Fourth, the converse situation is also true: some changes in S.M.A.R.T. status which are reported as being indicators of imminent drive failure are not reliable predictors. Less work has gone into this problem of ‘false positives’, but you could find yourself replacing a drive which will not actually fail for several hundred hours yet.
Advanced Monitoring

You can of course install a utility which does monitor S.M.A.R.T. status more formally and alert you of any change. Products include:
- smartmontools is a powerful free shell tool from here,
- SMART Utility from here will cost you from $25,
- SMARTReporter, which provides a friendly GUI wrapper for smartmontools and other utilities, is £3.99 from the App Store,
- Micromat’s TechTool Pro and some other general utilities give access too.

Important Status Codes

If you do want to get your head around detailed S.M.A.R.T. status information, here are some variables that are worth watching, given by their S.M.A.R.T. ID number:
- 5, the count of reallocated sectors. When there is a disk error, that sector is marked as reallocated; when the count of reallocated sectors starts to rise, it is a good indicator that the drive does not have long to live.

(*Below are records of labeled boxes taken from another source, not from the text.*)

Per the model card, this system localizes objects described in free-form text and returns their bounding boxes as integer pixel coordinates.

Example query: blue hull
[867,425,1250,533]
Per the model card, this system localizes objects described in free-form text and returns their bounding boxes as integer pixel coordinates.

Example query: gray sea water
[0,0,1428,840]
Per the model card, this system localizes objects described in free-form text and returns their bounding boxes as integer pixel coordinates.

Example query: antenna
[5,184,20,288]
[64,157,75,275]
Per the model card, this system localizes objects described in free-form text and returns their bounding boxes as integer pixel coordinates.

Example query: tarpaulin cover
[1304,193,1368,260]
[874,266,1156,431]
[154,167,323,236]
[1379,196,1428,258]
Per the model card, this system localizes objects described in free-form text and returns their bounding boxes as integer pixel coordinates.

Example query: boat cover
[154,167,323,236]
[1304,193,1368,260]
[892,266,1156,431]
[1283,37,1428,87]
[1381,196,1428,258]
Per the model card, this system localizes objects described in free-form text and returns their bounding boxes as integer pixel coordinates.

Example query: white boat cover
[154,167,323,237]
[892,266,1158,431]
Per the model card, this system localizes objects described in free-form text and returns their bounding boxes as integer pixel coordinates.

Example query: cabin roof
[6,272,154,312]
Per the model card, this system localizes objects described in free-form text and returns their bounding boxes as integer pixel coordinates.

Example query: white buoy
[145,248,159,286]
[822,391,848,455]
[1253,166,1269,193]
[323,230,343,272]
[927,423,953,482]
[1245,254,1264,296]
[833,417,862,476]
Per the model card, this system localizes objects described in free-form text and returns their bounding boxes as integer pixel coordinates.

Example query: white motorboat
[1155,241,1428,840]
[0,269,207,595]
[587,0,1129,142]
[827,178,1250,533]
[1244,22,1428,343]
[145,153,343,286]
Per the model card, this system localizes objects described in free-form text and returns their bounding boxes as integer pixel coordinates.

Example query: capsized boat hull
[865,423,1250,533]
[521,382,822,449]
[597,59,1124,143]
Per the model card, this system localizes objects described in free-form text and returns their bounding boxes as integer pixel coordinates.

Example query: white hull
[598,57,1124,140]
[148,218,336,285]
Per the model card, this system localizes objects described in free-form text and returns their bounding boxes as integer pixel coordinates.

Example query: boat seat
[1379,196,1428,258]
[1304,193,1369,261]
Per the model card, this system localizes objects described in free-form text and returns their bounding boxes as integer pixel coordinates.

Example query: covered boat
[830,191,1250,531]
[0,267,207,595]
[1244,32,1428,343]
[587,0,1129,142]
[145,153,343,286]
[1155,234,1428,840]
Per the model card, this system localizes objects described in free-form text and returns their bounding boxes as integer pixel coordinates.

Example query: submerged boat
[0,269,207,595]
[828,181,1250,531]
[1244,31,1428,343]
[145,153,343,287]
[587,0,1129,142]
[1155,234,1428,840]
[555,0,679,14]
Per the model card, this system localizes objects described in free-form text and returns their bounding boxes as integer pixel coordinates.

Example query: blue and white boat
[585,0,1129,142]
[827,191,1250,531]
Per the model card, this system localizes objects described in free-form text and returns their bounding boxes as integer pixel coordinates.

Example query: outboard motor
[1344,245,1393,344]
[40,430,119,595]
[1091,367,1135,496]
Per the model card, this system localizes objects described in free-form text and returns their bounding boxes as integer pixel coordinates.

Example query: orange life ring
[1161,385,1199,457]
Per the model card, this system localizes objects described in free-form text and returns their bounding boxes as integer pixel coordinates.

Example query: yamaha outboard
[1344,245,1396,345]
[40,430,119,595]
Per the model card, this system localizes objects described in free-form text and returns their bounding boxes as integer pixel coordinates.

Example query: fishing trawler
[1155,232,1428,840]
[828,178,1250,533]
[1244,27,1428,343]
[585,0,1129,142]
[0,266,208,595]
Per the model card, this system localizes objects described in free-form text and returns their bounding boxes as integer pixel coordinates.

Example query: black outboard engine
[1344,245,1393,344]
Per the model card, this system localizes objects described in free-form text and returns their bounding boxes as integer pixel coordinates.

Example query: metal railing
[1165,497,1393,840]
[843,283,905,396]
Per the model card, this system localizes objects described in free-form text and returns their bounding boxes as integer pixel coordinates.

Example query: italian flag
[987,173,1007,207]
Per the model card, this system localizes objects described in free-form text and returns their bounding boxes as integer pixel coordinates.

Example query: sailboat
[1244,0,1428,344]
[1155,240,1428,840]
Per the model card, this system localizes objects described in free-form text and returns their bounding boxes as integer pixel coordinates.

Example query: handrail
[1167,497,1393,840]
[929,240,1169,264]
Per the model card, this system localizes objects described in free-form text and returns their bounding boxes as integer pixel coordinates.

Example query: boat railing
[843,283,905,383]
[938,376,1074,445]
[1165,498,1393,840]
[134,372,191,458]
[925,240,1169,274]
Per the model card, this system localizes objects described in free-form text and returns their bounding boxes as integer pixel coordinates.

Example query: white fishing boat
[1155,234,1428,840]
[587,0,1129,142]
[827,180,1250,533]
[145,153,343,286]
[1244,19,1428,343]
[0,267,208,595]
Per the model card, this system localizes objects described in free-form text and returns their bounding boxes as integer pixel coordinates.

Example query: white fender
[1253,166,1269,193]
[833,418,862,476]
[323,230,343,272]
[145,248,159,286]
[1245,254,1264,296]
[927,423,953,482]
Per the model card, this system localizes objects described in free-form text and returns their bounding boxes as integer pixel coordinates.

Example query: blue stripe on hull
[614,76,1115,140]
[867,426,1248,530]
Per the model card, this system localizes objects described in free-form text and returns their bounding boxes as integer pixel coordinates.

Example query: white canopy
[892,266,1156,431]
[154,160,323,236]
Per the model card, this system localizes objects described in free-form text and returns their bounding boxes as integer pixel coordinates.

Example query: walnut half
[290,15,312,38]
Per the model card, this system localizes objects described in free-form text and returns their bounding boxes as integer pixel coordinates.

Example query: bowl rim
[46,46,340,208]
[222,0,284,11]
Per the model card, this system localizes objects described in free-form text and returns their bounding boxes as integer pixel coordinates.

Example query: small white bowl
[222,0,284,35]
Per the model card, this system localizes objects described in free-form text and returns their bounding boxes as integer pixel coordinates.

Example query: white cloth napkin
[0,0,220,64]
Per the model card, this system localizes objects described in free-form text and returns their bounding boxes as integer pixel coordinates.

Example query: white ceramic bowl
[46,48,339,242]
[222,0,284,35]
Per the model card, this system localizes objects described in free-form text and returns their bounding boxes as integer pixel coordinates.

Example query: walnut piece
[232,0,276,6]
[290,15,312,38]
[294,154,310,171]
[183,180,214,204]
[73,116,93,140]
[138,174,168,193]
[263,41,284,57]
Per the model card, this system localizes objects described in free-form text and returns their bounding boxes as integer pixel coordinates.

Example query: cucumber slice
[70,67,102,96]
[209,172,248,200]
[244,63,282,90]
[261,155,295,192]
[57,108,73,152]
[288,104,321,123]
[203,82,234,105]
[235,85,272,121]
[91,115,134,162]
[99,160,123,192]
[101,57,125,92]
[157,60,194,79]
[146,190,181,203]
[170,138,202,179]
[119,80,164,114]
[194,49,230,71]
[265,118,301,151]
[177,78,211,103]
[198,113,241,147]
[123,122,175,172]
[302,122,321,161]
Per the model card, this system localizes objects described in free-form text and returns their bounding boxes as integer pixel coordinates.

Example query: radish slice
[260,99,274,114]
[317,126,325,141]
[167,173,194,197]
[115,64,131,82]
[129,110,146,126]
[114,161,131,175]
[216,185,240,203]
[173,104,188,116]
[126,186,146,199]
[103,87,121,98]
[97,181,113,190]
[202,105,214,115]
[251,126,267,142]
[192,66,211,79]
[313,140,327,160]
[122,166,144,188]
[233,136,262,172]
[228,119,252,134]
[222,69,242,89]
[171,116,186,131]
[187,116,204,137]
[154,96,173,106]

- 9, the total number of hours the drive has been running. Few drives should be expected to live much longer than 40,000 hours, although there are always exceptions.
- 10, the number of attempts required to spin up to speed. This is most important for laptops, and systems which put their drives to sleep, where a rising value is a good sign of imminent failure.

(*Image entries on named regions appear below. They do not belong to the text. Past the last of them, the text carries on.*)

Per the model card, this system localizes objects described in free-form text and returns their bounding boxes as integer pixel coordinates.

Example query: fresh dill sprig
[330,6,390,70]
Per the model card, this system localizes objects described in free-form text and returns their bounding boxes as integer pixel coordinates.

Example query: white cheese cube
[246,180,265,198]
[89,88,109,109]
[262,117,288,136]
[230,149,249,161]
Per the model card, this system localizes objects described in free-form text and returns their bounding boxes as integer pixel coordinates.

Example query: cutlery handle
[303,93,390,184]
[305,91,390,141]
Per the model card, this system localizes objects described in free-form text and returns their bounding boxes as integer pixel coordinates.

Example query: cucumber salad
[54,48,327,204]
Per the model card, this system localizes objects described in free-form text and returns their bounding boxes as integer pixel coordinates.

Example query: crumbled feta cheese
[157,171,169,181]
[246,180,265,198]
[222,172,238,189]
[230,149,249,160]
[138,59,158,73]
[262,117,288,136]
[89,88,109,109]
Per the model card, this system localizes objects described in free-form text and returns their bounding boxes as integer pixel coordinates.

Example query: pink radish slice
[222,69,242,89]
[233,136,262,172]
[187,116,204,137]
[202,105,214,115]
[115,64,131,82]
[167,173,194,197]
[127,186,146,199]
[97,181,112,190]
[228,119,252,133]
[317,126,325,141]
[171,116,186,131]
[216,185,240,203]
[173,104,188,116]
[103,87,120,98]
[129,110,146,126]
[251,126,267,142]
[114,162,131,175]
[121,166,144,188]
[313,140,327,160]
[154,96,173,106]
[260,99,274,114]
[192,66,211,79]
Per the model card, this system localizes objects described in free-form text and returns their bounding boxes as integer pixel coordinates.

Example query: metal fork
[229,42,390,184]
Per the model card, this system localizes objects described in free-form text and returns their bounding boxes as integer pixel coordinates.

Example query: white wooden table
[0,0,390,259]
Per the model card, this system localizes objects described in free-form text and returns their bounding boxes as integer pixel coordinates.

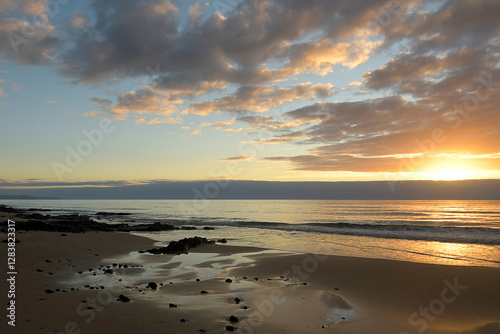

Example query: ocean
[0,200,500,267]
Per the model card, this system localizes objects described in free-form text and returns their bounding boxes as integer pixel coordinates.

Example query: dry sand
[0,214,500,334]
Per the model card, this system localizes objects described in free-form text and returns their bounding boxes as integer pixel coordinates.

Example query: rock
[118,295,130,303]
[146,237,208,254]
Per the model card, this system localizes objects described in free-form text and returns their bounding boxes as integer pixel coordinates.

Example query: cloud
[219,155,252,161]
[188,83,335,115]
[83,111,102,117]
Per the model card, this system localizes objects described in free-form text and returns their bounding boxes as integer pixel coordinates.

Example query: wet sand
[0,214,500,334]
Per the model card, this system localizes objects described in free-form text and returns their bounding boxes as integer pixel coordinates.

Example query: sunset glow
[0,0,500,189]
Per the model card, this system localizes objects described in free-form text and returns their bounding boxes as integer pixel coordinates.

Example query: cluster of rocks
[0,205,219,233]
[139,237,214,254]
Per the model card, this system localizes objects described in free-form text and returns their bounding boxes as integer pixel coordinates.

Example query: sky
[0,0,500,189]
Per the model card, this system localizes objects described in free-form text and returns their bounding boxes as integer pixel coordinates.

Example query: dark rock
[95,212,131,216]
[2,239,21,244]
[118,295,130,303]
[146,237,208,254]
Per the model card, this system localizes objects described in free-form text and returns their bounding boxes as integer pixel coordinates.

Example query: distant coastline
[0,179,500,201]
[0,195,62,200]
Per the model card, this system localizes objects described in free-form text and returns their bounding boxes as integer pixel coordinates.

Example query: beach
[0,207,500,334]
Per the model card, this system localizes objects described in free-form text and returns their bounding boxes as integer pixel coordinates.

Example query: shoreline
[0,205,500,334]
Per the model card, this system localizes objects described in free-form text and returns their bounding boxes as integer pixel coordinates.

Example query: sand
[0,214,500,334]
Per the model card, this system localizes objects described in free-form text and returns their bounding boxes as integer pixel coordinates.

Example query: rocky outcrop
[141,237,213,254]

- 183, on some drives only, tells you the number of data blocks with uncorrectable errors. When this starts rising, it is a good indicator of imminent failure.
- 188, the count of operations which were aborted because the drive timed out. If this rises much above zero, failure is coming soon.
- 196, a count of attempts to transfer data from reallocated sectors. When this rises, failure is much more likely.
- 197, a count of pending operations to transfer data from reallocated sectors, is similar to 196 in significance.
- 198, a total count of uncorrectable errors when reading or writing a sector. This is similar to 196 in significance.
- 201, a count of off-track errors, is another indicator whose rise indicates coming failure.
- 230, the current state of operation according to the predicted life curve of the drive. This is one variable for which higher values are better, and a fall to a low value is a good indicator to replace the drive as soon as possible.
S.M.A.R.T. ID 231 gives the drive temperature, but in most Macs various critical temperatures can be monitored outside the S.M.A.R.T. system, by apps with suitable features.
A detailed list is given in the Wikipedia article here.
Conclusions
Where it is available, notably in internal hard drives, S.M.A.R.T. can warn you of impending drive failure. It is not completely reliable, but in most cases a warning that the S.M.A.R.T. status of a drive has changed to that of imminent failure should prompt you to take immediate action to safeguard the data on that drive, and to replace it.
However S.M.A.R.T. status is not reliable enough to be an accurate predictor, and has many ‘false negatives’ where a drive fails without any warning, and ‘false positives’ where failure is predicted but does not occur for some time. In most cases, it is better to replace drives as soon as their warranty expires, rather than watching their S.M.A.R.T. status obsessively.